The non-committal stance of the UK Labour Party leader, Jeremy Corbyn, on Britain’s exit from the European Union has had him branded as dithering and indecisive and therefore, unfit to be a leader.  Fast, confident decision-making is often seen as the hallmark of strong leadership, in business as well as politics, and candidates for senior executive positions will seldom get very far if they cannot demonstrate decisiveness in their track record.


When we ask leaders to tell us about situations where they acted most decisively, they rarely describe a ‘rational’ model of decision-making – very few proceed by collecting all the relevant evidence and information, carefully identifying and evaluating all the options, calculating benefits and risks, maybe conducting a SWOT analysis, and so on. They are more likely to talk about the pressure to act quickly and the strength of hunch or ‘gut feel’ about the course to take. There is often a sense of adrenalin-fuelled excitement in the face of high stakes. What comes across in these accounts is that their decisions owe as much if not more to intuition, emotion and personality as to wisdom and judgement.

Is that necessarily a bad thing? Maybe gut feel is as good a guide as any, and is not a risky, but timely decision better than a cautious, well-thought-out decision made too late?

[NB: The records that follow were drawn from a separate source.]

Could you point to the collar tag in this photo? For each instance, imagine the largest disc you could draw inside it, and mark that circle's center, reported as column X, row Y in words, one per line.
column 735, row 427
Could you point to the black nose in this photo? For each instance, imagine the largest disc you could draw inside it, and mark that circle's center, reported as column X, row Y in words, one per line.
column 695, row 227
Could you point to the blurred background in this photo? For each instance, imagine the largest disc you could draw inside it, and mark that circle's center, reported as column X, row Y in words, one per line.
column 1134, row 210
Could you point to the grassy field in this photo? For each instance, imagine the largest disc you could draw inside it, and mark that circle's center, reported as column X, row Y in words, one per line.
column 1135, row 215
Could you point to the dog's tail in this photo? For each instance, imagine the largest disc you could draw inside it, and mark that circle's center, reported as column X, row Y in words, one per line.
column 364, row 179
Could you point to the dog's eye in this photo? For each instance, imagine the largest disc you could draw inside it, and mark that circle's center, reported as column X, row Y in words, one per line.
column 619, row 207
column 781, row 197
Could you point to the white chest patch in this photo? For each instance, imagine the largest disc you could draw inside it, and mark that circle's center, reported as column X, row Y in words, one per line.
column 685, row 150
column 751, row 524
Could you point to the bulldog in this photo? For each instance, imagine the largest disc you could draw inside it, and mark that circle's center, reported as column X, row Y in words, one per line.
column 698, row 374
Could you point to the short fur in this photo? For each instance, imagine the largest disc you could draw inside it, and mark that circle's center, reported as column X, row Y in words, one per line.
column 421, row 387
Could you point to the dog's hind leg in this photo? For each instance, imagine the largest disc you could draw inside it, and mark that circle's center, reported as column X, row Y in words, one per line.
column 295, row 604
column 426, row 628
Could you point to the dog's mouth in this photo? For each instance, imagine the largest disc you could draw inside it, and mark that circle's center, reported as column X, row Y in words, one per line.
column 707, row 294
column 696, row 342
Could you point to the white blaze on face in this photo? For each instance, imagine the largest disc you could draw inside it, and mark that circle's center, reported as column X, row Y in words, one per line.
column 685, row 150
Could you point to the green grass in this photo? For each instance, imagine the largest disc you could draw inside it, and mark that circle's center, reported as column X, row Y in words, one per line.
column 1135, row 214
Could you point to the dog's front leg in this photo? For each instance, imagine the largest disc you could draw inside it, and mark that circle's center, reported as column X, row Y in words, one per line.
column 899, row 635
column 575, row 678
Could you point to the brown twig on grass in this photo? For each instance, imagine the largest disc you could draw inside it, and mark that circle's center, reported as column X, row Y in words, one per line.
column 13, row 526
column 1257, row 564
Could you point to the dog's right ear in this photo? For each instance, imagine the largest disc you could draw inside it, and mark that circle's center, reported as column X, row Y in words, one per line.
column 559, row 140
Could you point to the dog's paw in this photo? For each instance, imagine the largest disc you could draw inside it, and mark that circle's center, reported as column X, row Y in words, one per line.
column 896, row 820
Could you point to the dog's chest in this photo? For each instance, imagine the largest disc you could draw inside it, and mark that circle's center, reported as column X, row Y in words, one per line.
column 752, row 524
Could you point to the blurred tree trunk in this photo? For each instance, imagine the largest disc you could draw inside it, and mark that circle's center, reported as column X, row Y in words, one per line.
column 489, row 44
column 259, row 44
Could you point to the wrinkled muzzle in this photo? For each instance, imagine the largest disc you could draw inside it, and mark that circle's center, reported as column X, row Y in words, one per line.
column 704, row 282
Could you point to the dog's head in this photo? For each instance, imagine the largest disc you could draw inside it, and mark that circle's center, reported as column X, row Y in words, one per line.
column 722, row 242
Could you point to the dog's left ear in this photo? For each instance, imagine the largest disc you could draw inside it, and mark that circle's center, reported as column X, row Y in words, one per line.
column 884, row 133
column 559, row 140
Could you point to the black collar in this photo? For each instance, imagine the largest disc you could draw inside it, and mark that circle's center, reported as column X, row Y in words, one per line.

There are indeed some situations where intuition is valuable. If you have lots of previous experience of a fairly structured and predictable set of circumstances that also provide quick feedback of the results of your actions, then your gut feel will be a useful pointer. It is an almost instantaneous and semi-conscious recognition of a pattern that allows you to say “this is what my ‘distilled experience’ is telling me”. Often, it is those that have to make split-second, life-and-death decisions that draw on their expertise, who report that intuition is critical to their effectiveness.

For business leaders, the picture is less clear. Experience is important, and experience contributes to intuition. But intuition can also lead to overconfidence which according to Daniel Kahneman, Nobel prize-winning psychologist, is the enemy of wisdom and sound judgement.


It takes only a few lucky wins to induce overconfidence (and even a reputation for success) which reinforces their feeling that their gut is very wise, when all they have done is take chances that reasonable people wouldn’t take. Relying on gut feel in complex turbulent situations risks ignoring entire aspects of problems and being a lucky risk taker is no long-term substitute for sound judgement.


So, what do you do with your ‘gut feel’? It won’t go away; sometimes you have no choice but to trust it. It deserves to be considered, but it also needs to be challenged. Since you don’t know what you don’t know, that challenge should also come from other people. Inviting others to critique one’s hunches is a good place to start.